That said and out of the way, I recently learned a lot about some of the coolest movies I never knew existed from the latest Mark Hartley exploitation adventure Machete Maidens Unleashed! – a documentary discussing in VERY EXPLICIT DETAIL how Roger Corman trafficked his money hungry film fantasies out of the Philippines in the 70’s and into our American drive-in’s.

Who knew Corman was filming and forming an entire genre of films for pennies-on-the-dollar during the rule of Filipino Dictator Ferdinand Marcos?  Apparently lots of people, and I enjoyed their talking head commentary. John Landis, Joe Dante, and the rest of classic cult-movie rat pack all ganged up and shared their ‘titillating’ stories about this exploitative film revolution, as well as their resent and forced respect for The Roger Corman School of Film, notorious for cranking out low quality, high profit movies under the direction and acting of the then unknown. [Looking at you, Demme]

Also, see what I did there? Titillating? I know I know… just that there were a lot of boobs in this documentary. And even though women were used as sex symbols in pretty much all of these films, let’s not forget that we’re talking about a cinematic movement that also broke down race and gender barriers. Women became heroes. And spies. And karate chopping bad-asses. I admired the actresses’ good spirits and still fond memories of filming under less than par conditions all of the time to help make this revolution happen.

And speaking of revolution, my mind was blown to learn that in some cases, anti-government residents were actually being shot down across the street while films were being made. Real safe, right? Yeah… apparently the US was granted an amnesty of sorts for saving the Philippines from Japanese rule, which gave Americans free cinematic reign. Of course this lead to abuse: dangerous shooting conditions, including loaded props used just hours earlier for actual war. And Filipino’s were often hired as stuntmen, regarded as ‘breakables’, and had their deaths captured on film for our American entertainment.

And guess what? That’s not what halted mass production.
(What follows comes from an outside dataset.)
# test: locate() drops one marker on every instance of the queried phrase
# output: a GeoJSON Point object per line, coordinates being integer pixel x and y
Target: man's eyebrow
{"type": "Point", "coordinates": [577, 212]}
It’s Jaws that is credited for the demise of Corman’s Filipino exploitation reign. The films quality and success forced audiences to rethink how and what they were willing to spend their movie money on. During the last mile, the documentary pulls in Apocalypse Now which was also filmed in the Philippines, as a “but then we did this” kind of rebuttal moment. It felt forced, out of place.

If anything, Machete Maidens Unleashed! has convinced me to dust off those low budget betas and enjoy some bat-crazy bad monsters and karate kicking midgets — I’m sure it will do the same for you. It’s definitely worth a one-time viewing for a lifetime of endless conversation starter material. I feel like a walking exploitation genre encyclopedia now.


One thought on “Review: Machete Maidens Unleashed

  1. I was also surprised about the danger in filming over there. I mean I know it wasn’t super safe but I figured more precautions would have been made. I guess money talks though. I loved this doc as well and if you have not seen American Grindhouse I encourage you to do so. Great write up!